In India, too, the company has been plagued by declining growth in 2009 after Daiichi Sankyo took over management control.
In the three months ended 30 September, Ranbaxy posted a stand-alone net profit of Rs13.76 crore on sales of Rs1,352.4 crore.
While the company posted a year-on-year growth of 2% compared with an industry average of 14% in the September quarter, its show has been worse in the fourth quarter so far with a record drop of 8.8% in sales in November.
This has pushed Ranbaxy’s market share down to fourth position after Cipla Ltd, Piramal Healthcare Ltd and GlaxoSmithKline Pharmaceuticals Ltd.
Domestic sales account for 20% of the Delhi-based firm’s sales.
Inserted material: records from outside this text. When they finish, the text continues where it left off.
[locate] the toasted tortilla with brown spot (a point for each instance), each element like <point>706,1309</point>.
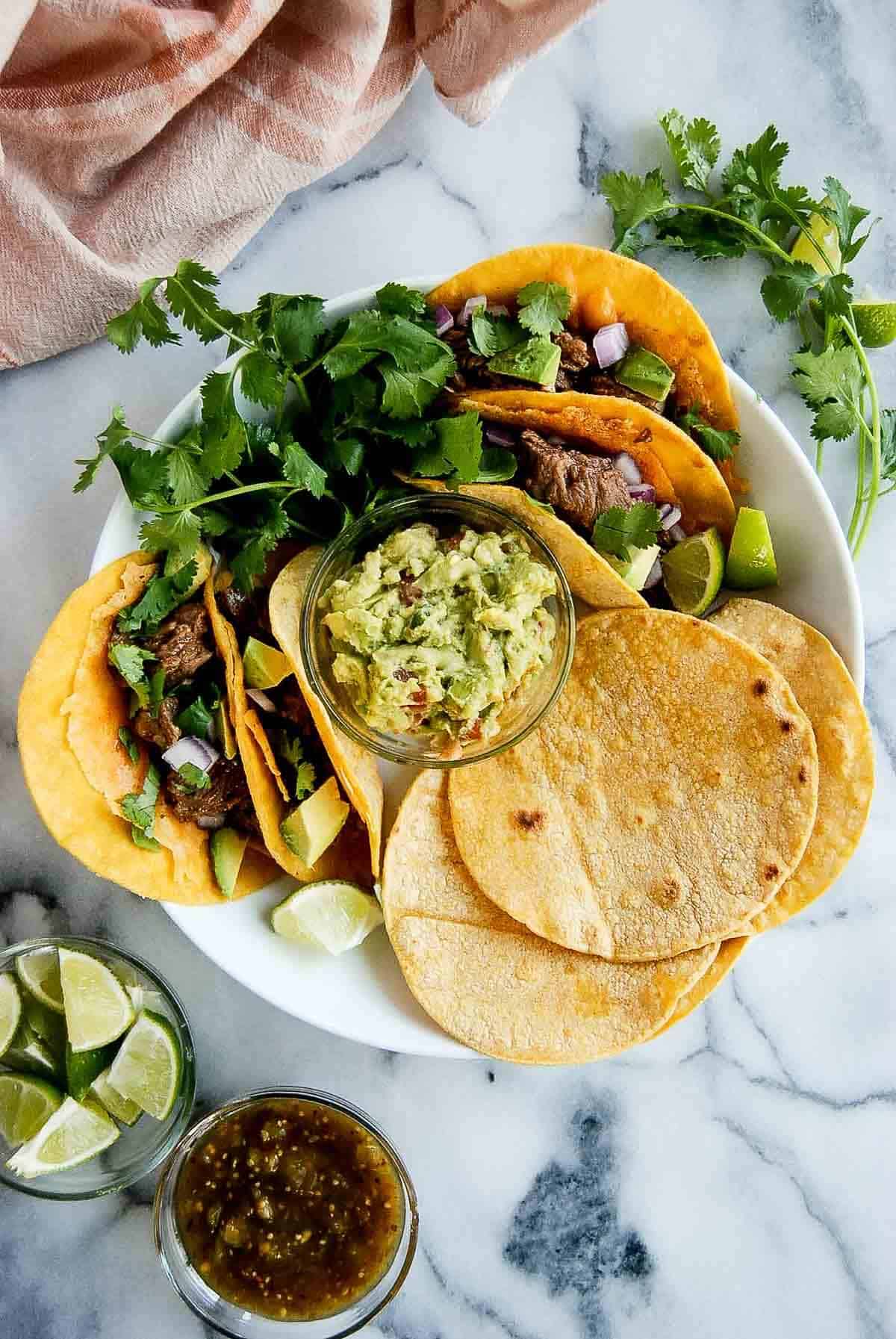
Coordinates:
<point>491,983</point>
<point>825,692</point>
<point>70,711</point>
<point>606,288</point>
<point>355,766</point>
<point>673,805</point>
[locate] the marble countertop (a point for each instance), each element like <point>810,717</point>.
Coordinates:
<point>733,1178</point>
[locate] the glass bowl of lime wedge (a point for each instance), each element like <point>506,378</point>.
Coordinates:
<point>97,1067</point>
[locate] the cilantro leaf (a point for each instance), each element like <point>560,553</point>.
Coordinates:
<point>543,308</point>
<point>718,444</point>
<point>299,467</point>
<point>129,744</point>
<point>162,596</point>
<point>140,809</point>
<point>831,383</point>
<point>694,146</point>
<point>194,778</point>
<point>399,300</point>
<point>617,529</point>
<point>493,334</point>
<point>786,288</point>
<point>143,320</point>
<point>634,201</point>
<point>261,381</point>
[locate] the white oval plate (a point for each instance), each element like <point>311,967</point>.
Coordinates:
<point>362,995</point>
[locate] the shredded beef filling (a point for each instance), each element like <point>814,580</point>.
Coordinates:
<point>576,485</point>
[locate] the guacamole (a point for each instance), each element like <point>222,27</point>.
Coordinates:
<point>435,635</point>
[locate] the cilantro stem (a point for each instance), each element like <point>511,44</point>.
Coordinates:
<point>874,491</point>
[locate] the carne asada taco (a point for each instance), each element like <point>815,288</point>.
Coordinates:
<point>607,484</point>
<point>99,707</point>
<point>568,317</point>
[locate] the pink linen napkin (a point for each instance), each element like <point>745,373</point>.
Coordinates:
<point>138,131</point>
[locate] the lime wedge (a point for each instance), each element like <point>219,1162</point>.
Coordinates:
<point>148,1067</point>
<point>875,322</point>
<point>750,555</point>
<point>827,237</point>
<point>82,1067</point>
<point>72,1134</point>
<point>25,1105</point>
<point>331,915</point>
<point>98,1009</point>
<point>119,1106</point>
<point>693,572</point>
<point>10,1010</point>
<point>39,974</point>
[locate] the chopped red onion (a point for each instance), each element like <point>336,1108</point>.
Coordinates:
<point>654,576</point>
<point>209,822</point>
<point>192,749</point>
<point>500,437</point>
<point>610,344</point>
<point>627,466</point>
<point>469,307</point>
<point>444,320</point>
<point>261,699</point>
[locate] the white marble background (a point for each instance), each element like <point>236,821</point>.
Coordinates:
<point>734,1178</point>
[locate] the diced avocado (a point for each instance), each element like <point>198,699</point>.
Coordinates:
<point>644,373</point>
<point>224,730</point>
<point>202,567</point>
<point>636,571</point>
<point>228,848</point>
<point>264,666</point>
<point>315,824</point>
<point>535,359</point>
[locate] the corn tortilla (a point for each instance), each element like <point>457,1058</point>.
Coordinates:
<point>69,697</point>
<point>491,983</point>
<point>659,807</point>
<point>825,692</point>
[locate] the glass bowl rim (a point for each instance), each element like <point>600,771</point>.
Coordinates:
<point>164,1205</point>
<point>448,501</point>
<point>8,955</point>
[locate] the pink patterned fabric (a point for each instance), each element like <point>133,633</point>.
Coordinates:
<point>138,131</point>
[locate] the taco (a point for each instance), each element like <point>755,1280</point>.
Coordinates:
<point>133,733</point>
<point>582,461</point>
<point>570,317</point>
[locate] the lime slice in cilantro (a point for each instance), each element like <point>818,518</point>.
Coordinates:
<point>693,572</point>
<point>825,236</point>
<point>750,555</point>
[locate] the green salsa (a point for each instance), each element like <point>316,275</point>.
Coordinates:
<point>290,1209</point>
<point>435,635</point>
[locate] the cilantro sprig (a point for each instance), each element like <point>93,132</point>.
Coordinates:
<point>752,211</point>
<point>344,406</point>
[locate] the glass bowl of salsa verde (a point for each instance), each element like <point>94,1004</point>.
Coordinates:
<point>437,630</point>
<point>287,1211</point>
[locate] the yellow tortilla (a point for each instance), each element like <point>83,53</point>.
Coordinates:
<point>491,983</point>
<point>659,807</point>
<point>619,425</point>
<point>607,288</point>
<point>347,857</point>
<point>825,692</point>
<point>588,574</point>
<point>70,709</point>
<point>355,766</point>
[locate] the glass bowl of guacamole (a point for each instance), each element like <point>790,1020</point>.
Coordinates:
<point>285,1211</point>
<point>438,630</point>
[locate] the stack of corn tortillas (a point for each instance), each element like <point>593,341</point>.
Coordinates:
<point>695,783</point>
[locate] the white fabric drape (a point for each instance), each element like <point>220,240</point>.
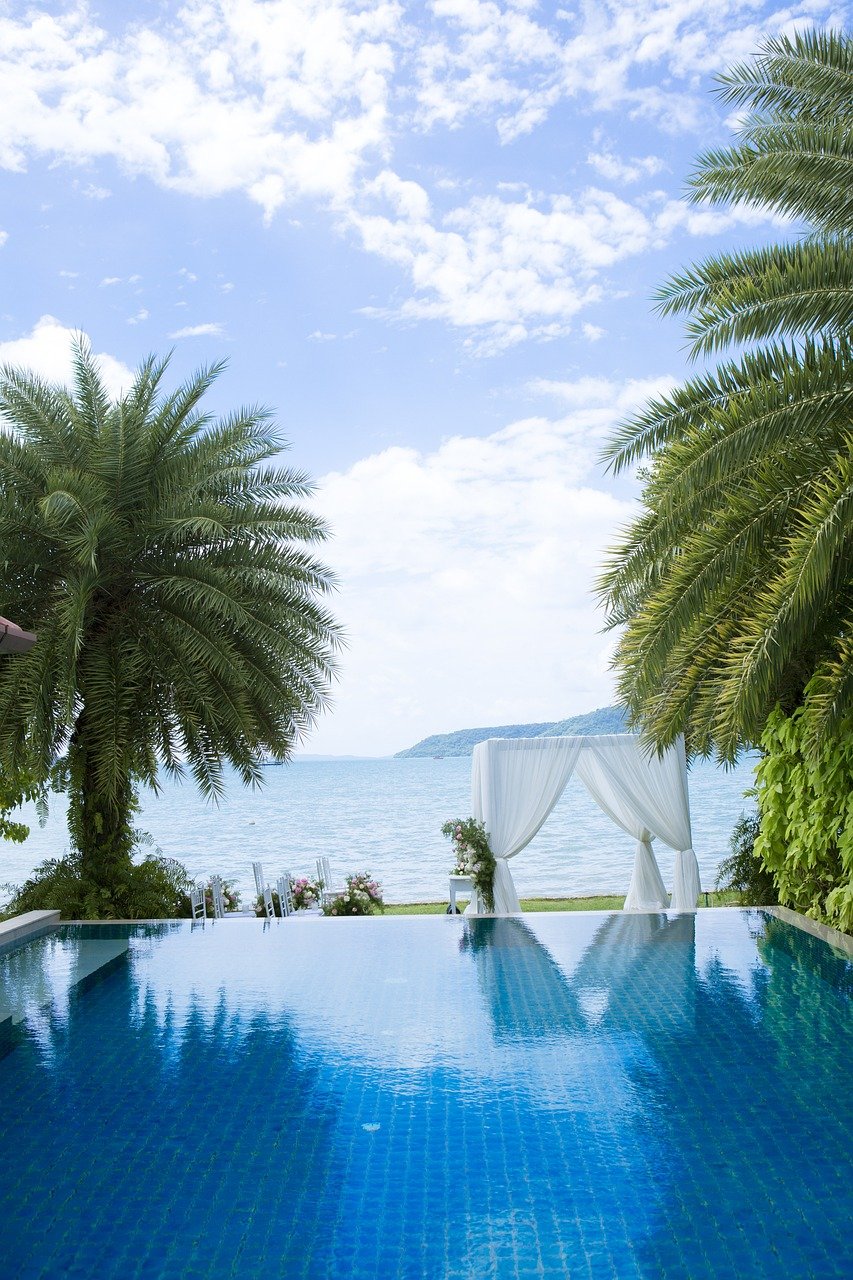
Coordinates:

It has a dominant position in medicines that treat infections, pain and cardiac ailments.
While anti-infectives, which contribute 37% to Ranbaxy’s local revenue, grew only 4.5% in the last six months compared with an industry growth of 11%, sales grew 20.1% and 13.4% in the pain killer and cadiology segments that contributes 10% and 13%, respectively, to its local sales.
According to drug retail market data released by PharmaTrac, a pharma market research service by All India Organisation of Chemists and Druggists Ltd and Pharma Softtech Awacs, Ranbaxy has been an exception in the market, which has seen all top companies posting high single-digit to double-digit growth in the past six months.
A PharmaTrac release last week stated that “all top companies, except Ranbaxy, have reported a growth (in November), and six of the top 10 companies have also reported higher than the average industry growth of 8.7%”.
The companies that posted higher growth in November included Cipla, Sun Pharmaceutical Industries Ltd, Lupin Ltd, Mankind Pharma Ltd and Aristo Pharmaceuticals Ltd.
Sector analysts say that the company has not been aggressive in new launches in the local market while others such as Piramal, Lupin and even foreign drug makers such as Aventis Pharma Ltd had introduced several products.
A company spokesman said his company does not respond to market reports.
Two analysts from a Mumbai-based brokerage said Ranbaxy’s domestic sales was affected mainly because of a change in focus after the change in the management. The company has been focusing more on other emerging markets as it faced severe loss in revenue in the most important US market, they said on condition of anonymity.
Rajesh Vora, a pharmaceutical sector analyst with ICICI Securities Ltd, said the domestic market was not a critical part in Ranbaxy’s consolidated revenue.
“Since the local market is stable and contributes only about 20% to its total income, a drop in sales here may not make a big difference,” he said.
Ranbaxy shares fell 1.55% to close at Rs 520 on a day when the BSE rose 0.75% to close at 17360.6. Since March, the stock has risen some 285.22%, the second best among listed drug makers. The bourse’s benchmark Sensex has risen by 112.74% during this time.